Oil price developments over the past 40 years have been truly spectacular.
In constant money, prices rose by almost 900% between 1970-72 and 2011-13 (Figure 1). This can be compared with a 68% real increase for a metals and minerals price index, comprising a commodity group which like oil belongs to the exhaustible category.
In our view, a number of political rather than economic forces have shaped the inadequate growth of upstream oil production capacity, the dominant factor behind the long run upward price push. But we believe the period of excessively high oil prices has now come to an end.
Beginning less than ten years ago, the shale oil revolution has turned the long run declining oil production trends in the US into rises of 73% between 2008 and 2014 (Figure 2). A series of environmental problems related to shale exploitation have been identified, most of which are likely to be successfully handled as the infant, “wild west” industry matures and as environmental regulation is introduced and sharpened.
An exceedingly high rate of productivity improvements in this relatively new industry promises to strengthen the competitiveness of shale output even further.
Geologically, the US does not stand out in terms of shale resources. A very incomplete global mapping suggests a US shale oil share of no more than 17% of a huge geological wealth widely geographically spread. Given the mainly non-proprietary shale technology and the many advantages accruing to the producing nations, it is inevitable that the revolution will spread beyond the US.
Using simple and reasonable methodologies, we estimate that the shale revolution outside the US will yield an additional 20 million barrels per day (mbd) by 2035 – nearly equal to the rise in global oil production over the past 20 years.
Another related revolution is beginning to see the light of the day. It is being realized that advancements in horizontal drilling and fracking, normally considered shale technologies, can also be applied to conventional oil extraction. This will yield a further addition of conventional oil amounting to 20 mbd by 2035.
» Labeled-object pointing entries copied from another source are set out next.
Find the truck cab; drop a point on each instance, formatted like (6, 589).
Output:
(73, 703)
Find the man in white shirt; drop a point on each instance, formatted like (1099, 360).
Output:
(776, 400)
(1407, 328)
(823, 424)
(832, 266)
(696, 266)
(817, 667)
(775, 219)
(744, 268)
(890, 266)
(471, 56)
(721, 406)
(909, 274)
The oil output increases are bound to have a strong price-depressing impact. Our optimistic scenario sees a price of $40 per barrel by 2035.
The global spread of the revolutions and the ensuing price weakness that we envisage for the coming two decades will, on balance, provide a great advantage both to the oil industry and to the world economy at large.
Not surprisingly, there will be important negative repercussions on public income from oil in producing nations. Juxtaposed against this conclusion is our supposition that the effects of the resource curse will be ameliorated as prices decline.
The two revolutions will apparently cement and prolong the global fossil fuel dependence, with implications for climate policy. The efforts to develop renewables for the purpose of climate stabilization will become more costly, requiring greater subsidies, in consequence of lower fossil prices.
The abundance caused by the revolutions will lead to hard to fathom changes in international political relations. We assert that much of the oil importers’ urge for political intervention and control will dissipate as the criticality of access becomes less urgent. For instance, the heavy diplomatic and military presence of the US in the Middle East is likely to be questioned when the country’s dependence on oil from the region is further reduced.